At least someone is willing to do their job in the wake of Supreme Court Justice Antonin Scalia’s sudden death, and that someone is President Obama:
The White House on Monday said President Barack Obama had started preliminary discussions with his team about naming a Supreme Court justice nominee and accused Republicans of "bluster" for saying they would not confirm his pick.
Bluster it may be, but it’s coming from a lot of Senate Republicans—from presidential candidates like Ted Cruz and Marco Rubio, from Judiciary Committee Chair Chuck Grassley, from Senate Majority Leader Mitch McConnell, and even from a growing list of vulnerable Republican incumbents up for re-election this November. Ohio’s Rob Portman and Pennsylvania’s Pat Toomey have joined that chorus:
Senator Rob Portman, Republican of Ohio, who faces re-election this year, said in a statement that the Senate should follow what he called “common practice” to stop acting on lifetime appointments during the last year of a presidential term. Senator Patrick J. Toomey, Republican of Pennsylvania, agreed, leaving nearly every vulnerable Republican incumbent backing Mr. McConnell’s pledge.
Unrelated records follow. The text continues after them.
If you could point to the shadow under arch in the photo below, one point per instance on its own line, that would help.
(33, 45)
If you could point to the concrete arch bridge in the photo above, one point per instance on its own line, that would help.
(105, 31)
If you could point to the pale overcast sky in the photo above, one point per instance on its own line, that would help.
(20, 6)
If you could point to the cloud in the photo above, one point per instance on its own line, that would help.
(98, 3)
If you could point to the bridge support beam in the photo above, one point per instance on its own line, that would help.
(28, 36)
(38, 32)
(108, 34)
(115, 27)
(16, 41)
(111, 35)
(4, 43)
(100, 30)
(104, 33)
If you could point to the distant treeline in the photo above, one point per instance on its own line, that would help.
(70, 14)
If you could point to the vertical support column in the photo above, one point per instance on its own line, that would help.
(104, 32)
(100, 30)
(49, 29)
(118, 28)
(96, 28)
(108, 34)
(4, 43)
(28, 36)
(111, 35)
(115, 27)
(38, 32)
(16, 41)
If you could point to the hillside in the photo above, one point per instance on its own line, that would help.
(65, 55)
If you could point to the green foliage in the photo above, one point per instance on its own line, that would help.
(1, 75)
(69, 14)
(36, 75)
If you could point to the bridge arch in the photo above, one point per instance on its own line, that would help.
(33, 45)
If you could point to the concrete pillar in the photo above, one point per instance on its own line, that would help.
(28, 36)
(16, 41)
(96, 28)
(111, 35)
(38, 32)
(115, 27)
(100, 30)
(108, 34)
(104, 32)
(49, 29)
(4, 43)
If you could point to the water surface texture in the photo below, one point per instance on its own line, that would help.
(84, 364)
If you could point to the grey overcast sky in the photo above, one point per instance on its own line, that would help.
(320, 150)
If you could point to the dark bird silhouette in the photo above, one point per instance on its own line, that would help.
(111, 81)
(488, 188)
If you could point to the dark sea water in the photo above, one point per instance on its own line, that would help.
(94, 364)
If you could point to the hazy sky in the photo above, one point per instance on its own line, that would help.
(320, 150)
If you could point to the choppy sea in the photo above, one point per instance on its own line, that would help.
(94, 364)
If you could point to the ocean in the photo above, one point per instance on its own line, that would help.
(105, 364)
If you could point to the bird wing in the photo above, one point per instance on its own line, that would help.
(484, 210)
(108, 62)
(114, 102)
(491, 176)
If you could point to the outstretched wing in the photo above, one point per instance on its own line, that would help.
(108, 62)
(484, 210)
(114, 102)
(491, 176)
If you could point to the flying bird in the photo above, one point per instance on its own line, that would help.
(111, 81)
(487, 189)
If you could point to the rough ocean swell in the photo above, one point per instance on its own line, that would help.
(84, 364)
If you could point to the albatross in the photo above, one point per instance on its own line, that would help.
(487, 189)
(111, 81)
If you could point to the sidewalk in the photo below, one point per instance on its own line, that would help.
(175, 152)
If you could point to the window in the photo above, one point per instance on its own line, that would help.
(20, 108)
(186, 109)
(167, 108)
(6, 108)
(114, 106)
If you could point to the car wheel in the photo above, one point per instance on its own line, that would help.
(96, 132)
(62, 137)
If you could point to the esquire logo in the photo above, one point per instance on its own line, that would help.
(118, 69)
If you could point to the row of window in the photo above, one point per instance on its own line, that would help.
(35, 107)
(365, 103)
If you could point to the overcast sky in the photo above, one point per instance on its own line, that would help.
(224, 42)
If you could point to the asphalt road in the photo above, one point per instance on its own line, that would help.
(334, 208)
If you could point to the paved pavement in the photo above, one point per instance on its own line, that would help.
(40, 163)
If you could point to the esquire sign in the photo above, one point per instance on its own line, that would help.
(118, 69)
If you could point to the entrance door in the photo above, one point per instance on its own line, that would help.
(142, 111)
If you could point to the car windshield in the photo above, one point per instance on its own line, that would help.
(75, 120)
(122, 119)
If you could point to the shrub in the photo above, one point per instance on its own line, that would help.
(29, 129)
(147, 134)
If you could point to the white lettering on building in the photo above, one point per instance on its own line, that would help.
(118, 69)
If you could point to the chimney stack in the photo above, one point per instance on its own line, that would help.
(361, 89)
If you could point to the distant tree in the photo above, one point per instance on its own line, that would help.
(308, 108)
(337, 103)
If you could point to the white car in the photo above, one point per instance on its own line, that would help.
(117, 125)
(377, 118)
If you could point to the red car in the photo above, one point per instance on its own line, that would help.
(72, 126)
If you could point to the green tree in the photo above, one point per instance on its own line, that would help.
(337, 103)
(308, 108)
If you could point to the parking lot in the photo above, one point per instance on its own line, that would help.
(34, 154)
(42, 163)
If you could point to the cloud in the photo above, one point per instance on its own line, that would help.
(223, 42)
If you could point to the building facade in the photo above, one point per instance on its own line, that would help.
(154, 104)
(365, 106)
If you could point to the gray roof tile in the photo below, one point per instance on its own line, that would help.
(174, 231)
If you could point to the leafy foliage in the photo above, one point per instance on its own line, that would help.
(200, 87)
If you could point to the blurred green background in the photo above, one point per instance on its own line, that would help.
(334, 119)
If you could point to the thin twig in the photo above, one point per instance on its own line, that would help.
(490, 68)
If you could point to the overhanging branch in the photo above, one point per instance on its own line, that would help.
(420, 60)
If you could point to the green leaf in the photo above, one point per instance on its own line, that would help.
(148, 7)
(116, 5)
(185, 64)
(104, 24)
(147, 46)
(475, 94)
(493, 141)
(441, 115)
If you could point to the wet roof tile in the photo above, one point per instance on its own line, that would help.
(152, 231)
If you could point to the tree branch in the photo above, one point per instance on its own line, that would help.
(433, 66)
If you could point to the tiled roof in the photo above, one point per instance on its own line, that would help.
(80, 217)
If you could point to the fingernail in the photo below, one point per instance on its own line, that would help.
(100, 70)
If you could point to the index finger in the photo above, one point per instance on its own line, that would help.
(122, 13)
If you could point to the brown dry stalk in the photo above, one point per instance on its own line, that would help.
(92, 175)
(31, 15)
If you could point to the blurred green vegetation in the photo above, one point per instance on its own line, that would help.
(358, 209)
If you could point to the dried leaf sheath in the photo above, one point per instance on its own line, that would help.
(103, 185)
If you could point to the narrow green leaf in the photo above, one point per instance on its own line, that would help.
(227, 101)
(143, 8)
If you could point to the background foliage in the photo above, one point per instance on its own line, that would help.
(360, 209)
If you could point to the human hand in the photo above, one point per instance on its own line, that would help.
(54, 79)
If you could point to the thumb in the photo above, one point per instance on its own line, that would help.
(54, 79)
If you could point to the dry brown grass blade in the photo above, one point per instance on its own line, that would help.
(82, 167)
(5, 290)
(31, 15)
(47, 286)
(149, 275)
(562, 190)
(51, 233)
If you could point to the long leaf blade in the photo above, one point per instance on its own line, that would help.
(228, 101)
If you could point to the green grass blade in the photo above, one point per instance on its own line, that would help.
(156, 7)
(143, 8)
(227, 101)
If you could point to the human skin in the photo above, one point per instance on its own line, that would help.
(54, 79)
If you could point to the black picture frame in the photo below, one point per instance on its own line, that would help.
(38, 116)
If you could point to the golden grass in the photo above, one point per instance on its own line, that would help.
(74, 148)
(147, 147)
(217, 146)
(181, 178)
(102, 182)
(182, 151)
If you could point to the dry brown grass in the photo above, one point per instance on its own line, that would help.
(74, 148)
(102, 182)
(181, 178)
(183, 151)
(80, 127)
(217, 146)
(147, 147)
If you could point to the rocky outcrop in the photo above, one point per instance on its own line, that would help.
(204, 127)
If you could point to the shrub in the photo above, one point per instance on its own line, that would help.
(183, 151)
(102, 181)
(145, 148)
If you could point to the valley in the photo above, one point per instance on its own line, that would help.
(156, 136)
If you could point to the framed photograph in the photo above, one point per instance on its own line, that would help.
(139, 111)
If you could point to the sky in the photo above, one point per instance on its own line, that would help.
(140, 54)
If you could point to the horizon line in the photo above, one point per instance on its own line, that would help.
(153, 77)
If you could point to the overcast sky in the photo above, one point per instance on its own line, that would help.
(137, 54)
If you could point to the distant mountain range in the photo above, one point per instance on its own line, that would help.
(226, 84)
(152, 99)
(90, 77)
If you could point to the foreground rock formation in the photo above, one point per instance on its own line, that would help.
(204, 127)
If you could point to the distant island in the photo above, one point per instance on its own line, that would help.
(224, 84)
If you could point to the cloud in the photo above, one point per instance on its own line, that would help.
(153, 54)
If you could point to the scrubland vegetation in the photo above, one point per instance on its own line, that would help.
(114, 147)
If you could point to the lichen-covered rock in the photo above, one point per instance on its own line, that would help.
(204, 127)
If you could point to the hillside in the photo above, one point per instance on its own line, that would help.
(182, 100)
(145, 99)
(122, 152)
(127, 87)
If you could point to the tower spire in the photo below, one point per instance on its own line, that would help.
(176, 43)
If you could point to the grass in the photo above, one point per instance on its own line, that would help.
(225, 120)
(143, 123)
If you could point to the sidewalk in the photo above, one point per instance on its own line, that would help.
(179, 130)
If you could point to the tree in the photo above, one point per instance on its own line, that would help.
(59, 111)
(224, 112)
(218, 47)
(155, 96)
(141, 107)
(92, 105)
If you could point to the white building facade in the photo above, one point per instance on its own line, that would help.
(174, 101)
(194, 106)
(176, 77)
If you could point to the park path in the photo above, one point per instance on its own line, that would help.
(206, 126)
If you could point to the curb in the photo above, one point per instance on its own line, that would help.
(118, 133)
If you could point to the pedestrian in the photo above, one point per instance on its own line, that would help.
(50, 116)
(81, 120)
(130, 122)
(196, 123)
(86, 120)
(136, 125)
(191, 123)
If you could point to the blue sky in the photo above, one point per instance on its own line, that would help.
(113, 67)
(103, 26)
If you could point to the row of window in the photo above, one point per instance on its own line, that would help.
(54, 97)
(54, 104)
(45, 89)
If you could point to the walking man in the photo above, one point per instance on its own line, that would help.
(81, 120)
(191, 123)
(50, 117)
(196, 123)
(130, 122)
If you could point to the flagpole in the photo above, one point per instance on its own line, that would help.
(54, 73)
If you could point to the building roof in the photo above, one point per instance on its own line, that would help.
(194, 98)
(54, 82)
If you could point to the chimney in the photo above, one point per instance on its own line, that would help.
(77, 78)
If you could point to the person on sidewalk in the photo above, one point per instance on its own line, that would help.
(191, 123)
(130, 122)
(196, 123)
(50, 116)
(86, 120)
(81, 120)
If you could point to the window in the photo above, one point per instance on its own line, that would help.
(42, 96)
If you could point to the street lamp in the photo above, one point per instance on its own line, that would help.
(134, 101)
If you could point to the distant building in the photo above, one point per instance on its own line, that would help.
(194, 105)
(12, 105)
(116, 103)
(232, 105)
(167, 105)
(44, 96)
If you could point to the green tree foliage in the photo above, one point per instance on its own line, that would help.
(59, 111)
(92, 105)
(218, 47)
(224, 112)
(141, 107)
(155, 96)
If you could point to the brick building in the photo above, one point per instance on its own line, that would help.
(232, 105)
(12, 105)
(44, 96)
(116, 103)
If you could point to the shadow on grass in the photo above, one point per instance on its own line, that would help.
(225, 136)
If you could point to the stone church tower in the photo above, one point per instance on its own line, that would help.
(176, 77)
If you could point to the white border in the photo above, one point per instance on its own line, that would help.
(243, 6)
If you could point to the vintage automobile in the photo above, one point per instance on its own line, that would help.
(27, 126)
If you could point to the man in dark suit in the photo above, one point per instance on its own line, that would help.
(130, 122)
Why would a swing-state Republican senator facing a challenge in a presidential election year say ahead of time that he would block any nominee the president could possibly make, leaving a Supreme Court vacancy for at least a year? Maybe because of this:
“Senator McConnell is right: Under no circumstance should the Republican Senate majority confirm a Supreme Court nominee as Americans are in the midst of picking the next president,” said Michael A. Needham, the president of Heritage Action, the political arm of the Heritage Foundation.
These Republicans are terrified of opposition from their right—they’ll think about the general election, and what those voters might think of the decision to leave the court deadlocked on the most important cases, later. Maybe they’re hoping they can get the media to cooperate in convincing voters that this is standard practice, rather than a violation of all historical precedent.